Mano de Chopin. La que yo recuerda era bastante más siniestra. Quizás era otra... |
Seguramente mi primer encuentro con los recuerdos funerarios data de cuando tenía ocho o nueve años: mi profesora de piano tenía sobre el instrumento la escultura de una mano. Según me dijo en respuesta a mi inevitable curiosidad -esa mano desprovista de todo vínculo con el resto del cuerpo era algo nuevo e intrigante para mí-, se trataba de un molde de la mano de Liszt (o Chopin, no sé bien cuál de ellos dos) tomado en su lecho de muerte. Desde el momento en lo supe, esa mano como de ultratumba me produjo un respecto muy cercano al temor.
Andando el tiempo, por supuesto, descubriría que el afán por conservar algún recuerdo físico de un gran personaje es algo muy común, vinculado a los ritos funerarios, propios de todas las civilizaciones: la necesidad de honrar y recordar a los muertos. La iglesia católica lo hace con los santos -¡esos increíbles e imaginativos relicarios que pueblan los altares y las sacristías!-; también se prodiga con los grandes hombres (las máscaras mortuorias de Napoleón o de Isaac Newton pueden admirarse en Los Inválidos de París y en la Royal Society de Londres respectivamente) y, cómo no, el culto por la reliquia se extiende también a los escritores.
Máscara mortuoria de Napoleón |
La Beinecke Library -una de las mayores bibliotecas especializadas en manuscritos y libros raros, que forma parte de la Universidad de Yale- cuenta entre sus colecciones con varios de estos recuerdos funerarios. De la lista de sus piezas más relevantes podemos destacar:
-Rizos de pelo de Robert Louis Stevenson (1855)
-Carta de Elizabeth Barrett Browning a Hugh Stuart Boyd que contiene un mechón de pelo de la autora (1848)

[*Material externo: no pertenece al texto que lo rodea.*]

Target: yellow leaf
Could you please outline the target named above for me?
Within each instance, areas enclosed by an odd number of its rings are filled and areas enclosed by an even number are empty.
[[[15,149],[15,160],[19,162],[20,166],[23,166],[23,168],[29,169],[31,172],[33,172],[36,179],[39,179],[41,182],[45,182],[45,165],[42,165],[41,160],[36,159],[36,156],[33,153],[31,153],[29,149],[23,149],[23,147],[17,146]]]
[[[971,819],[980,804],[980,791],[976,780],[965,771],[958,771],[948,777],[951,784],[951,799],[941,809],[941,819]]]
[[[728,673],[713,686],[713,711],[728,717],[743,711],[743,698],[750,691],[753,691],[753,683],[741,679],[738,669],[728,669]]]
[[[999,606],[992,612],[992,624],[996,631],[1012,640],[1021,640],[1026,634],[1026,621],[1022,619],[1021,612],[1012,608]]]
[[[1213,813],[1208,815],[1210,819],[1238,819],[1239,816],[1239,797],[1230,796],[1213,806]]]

-Carta de James Fenimore Cooper a su mujer, igualmente con un mechón de pelo del autor (1851)
(Decididamente, a mediados del siglo XIX lo de mandar mechones de pelo a todos tus conocidos parece haber causado furor. Es de esperar que no se prodigasen en exceso, o nos imaginamos a todos esos escritores yendo por ahí trasquilados.)
-Dientes de Ezra Pound (¡Urgh!)
-Máscara mortuoria de Thornton Wilder
Así que ya ven, las bibliotecas no sólo guardan libros y manuscritos. También otros restos materiales de los escritores. Personalmente, por mucha que sea mi admiración por un autor, no me gustaría contemplar a menudo su máscara mortuoria. Y sobre los dientes, mejor no decimos nada.